Developing on the cloud still means developing on your computer
If you haven't developed anything on the cloud yet, it may seem foreign to you, but developing on the cloud isn't all that different than developing on your computer. If anything, it enforces really good development practices that you may have been meaning to institute for years.
Whether it's on the cloud or just inches away from your keyboard, you have a development environment to consider. You have libraries you need to track, manage, and update. You have an IDE that helps you with syntax, consistency, variable names, functions and methods, and so on. A good cloud provider lets you use the tools you want to use, whether it's a text editor, a container-friendly IDE, or cloud-aware IDE.
Open standards still matter
Don’t let the compute nodes fool you. Just because bits are being crunched offsite doesn't mean you have to commit your data to a black box. The work of OpenStack is ensuring that the very foundation of the cloud can be open, which brings cloud development and management closer to your desktop than ever. The work of the Open Container Initiative has enabled applications like Podman and LXC to keep containers open (and daemonless and rootless). Open standards and open specifications empower you as a developer to choose the best solution for your work.

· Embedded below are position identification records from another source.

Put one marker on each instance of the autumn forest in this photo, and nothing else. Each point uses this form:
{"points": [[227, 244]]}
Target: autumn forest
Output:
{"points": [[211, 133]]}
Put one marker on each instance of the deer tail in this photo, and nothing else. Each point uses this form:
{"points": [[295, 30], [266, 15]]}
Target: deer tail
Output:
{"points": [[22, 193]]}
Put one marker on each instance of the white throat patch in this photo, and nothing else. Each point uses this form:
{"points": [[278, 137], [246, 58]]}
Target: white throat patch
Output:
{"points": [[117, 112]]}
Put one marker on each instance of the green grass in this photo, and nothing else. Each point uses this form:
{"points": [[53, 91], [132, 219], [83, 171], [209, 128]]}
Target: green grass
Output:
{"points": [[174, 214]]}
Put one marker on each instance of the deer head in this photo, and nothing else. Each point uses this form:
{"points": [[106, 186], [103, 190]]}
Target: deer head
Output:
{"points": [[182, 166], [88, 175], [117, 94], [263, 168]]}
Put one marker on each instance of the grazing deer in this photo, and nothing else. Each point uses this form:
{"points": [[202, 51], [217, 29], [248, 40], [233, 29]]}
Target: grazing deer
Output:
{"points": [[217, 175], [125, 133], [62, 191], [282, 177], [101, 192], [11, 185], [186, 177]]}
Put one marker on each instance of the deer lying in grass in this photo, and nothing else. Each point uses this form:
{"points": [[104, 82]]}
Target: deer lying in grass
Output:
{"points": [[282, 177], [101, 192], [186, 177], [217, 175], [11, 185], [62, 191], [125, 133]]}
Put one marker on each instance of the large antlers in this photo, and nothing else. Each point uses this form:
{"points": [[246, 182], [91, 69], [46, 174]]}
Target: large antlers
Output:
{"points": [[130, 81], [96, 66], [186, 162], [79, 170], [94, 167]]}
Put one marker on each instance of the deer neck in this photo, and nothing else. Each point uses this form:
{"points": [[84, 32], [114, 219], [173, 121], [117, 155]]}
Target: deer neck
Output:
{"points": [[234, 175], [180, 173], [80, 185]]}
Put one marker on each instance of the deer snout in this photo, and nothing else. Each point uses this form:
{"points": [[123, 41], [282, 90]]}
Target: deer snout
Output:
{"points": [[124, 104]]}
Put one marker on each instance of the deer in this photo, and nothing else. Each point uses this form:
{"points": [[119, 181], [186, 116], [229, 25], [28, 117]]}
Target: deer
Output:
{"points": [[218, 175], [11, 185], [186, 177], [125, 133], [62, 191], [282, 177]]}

When choosing a cloud provider, don't settle for anything less.
We can build an open cloud
The cloud already powers much of the internet, but it has even greater potential the more open it becomes. Supporting open cloud providers using open source technology is important, but it's just as important to help build it. The cloud, just like our personal computers, the internet, and even our day-to-day communities, is only as open as we choose to make it.
Develop using open source and release open source, on the cloud, on the desktop, and everywhere.